Lewis Hamilton akzeptiert Charles Leclerc im Kreis der Großen
Mercedes-Pilot Lewis Hamilton streut Ferrari-Fahrer Charles Leclerc nach dem Bahrain-Rennen Rosen - Lob von allen Seiten - Wolff betrachtet ihn als "Gefahr"
(Motorsport-Total.com) - "Du bist großartig gefahren dieses Wochenende", meint Lewis Hamilton nach dem Grand Prix von Bahrain vor der Podiumszeremonie zu jenem Mann, der das Rennen in der Wüste eigentlich gewinnen hätte sollen. "Er war der emotionale Gewinner", weiß auch Mercedes-Teamchef Toto Wolff. Doch der Ferrari-Motor im Heck des SF90 spielte nicht mit: Charles Leclerc musste in Führung liegend zusehen, wie ihn Hamilton und später auch Valtteri Bottas noch überholen. Trotz eines enttäuschenden Rennausgangs bewies der Monegasse Größe, was auch der Konkurrenz großen Respekt abringt.
"Das war sehr beeindruckend", kommentiert Wolff die Vorstellung des 21-Jährigen. An seinem erst zweiten Ferrari-Rennwochenende hat sich der Neuling gegen Sebastian Vettel im Qualifying durchgesetzt und auch im Rennen nach anfänglichen Schwierigkeiten an die Spitze gesetzt. "Er war das gesamte Wochenende über ein Ausreißer [an der Spitze], sogar im Vergleich zu seinem Teamkollegen. Er war so viel schneller [als Vettel]", analysiert Hamilton.
Leclerc konnte seinen Vorsprung gegenüber der Konkurrenz nach zwei Boxenstopps 15 Runden vor Rennende auf zehn Sekunden ausbauen. Doch schon kurz danach dann der Schock: "Was ist da los?", funkte er ungläubig. Die Fassungslosigkeit in seiner Stimme ließ nichts Gutes vermuten. Schließlich wurde der Ferrari an der Spitze immer langsamer. Später stand fest, dass ein technisches Problem an einem Zylinder auftrat.

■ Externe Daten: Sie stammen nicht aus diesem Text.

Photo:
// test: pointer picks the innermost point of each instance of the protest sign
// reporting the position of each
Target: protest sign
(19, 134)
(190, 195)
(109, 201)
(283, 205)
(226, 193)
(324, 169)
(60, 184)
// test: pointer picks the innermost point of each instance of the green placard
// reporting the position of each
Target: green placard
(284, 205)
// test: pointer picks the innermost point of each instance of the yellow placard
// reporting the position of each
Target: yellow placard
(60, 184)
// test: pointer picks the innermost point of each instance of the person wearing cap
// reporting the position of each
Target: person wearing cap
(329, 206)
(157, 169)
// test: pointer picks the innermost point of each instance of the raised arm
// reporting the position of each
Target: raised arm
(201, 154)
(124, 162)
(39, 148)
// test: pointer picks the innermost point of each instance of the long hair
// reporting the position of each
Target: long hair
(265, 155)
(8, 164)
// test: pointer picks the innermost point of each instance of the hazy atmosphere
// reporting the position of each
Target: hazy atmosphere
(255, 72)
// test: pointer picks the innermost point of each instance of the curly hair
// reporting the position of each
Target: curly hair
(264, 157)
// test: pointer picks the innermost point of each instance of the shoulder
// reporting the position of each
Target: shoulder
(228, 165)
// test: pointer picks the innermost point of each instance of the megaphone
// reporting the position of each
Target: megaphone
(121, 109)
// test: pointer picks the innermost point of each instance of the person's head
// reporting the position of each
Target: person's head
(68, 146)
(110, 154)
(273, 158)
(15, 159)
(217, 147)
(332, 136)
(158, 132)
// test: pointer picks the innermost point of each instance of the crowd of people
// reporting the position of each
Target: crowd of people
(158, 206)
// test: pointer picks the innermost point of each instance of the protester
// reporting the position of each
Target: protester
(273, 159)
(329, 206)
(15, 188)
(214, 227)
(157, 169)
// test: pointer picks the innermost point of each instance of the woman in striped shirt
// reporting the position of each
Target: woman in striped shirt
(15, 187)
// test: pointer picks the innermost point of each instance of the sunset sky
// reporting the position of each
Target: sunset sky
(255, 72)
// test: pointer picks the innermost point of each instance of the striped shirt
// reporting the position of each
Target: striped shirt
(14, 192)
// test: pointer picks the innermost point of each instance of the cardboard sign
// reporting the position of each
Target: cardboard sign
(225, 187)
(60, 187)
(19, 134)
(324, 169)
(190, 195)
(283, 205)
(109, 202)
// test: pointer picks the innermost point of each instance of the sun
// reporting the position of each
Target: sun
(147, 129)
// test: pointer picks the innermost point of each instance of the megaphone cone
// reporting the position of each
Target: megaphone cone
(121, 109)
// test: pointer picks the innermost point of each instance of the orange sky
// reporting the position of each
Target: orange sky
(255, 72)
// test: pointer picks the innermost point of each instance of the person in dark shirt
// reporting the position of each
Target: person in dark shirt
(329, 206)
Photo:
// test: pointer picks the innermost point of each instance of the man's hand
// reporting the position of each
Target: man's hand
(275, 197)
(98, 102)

Hamilton: Überholmanöver fühlte sich "eigenartig" an
Dadurch schmolz sein Vorsprung in nur fünf Runden, in Runde 48 fuhr Lewis Hamilton schließlich am wehrlosen Ferrari vorbei. Dabei streckte er sogar die Hand beim Vorbeifahren aus dem Cockpit, als Entschuldigung gedacht. Der Brite muss nach seinem ersten Rennsieg in der neuen Saison zugeben, dass ihm das nicht leicht gefallen ist. "Letztlich willst du jemanden überholen, weil du schneller bist in einem Kampf. Ich bin an Charles auf der Gegengeraden vorbeigefahren und habe meine Hand rausgestreckt, weil ich nichts anderes machen konnte. Ich hatte ja keine Schwierigkeiten."
Freude konnte der fünffache Weltmeister dabei keine verspüren: "Es fühlt sich definitiv eigenartig an, ehrlich gesagt. In solchen Situationen kannst du dein Glück kaum fassen. Aber was kannst du schon tun?", fragt er sich. Er habe schließlich einfach weitermacht. "Ich war auch schon in solchen Situationen: Wir waren oft in Führung, als das Auto plötzlich aufgegeben hat. Ich weiß, wie sich das anfühlt", schildert er. Unvergessen: Sein Motorschaden 2016 in Malaysia, als er in Führung liegend ausgeschieden ist und daraufhin die Weltmeisterschaft gegen Nico Rosberg verloren hat.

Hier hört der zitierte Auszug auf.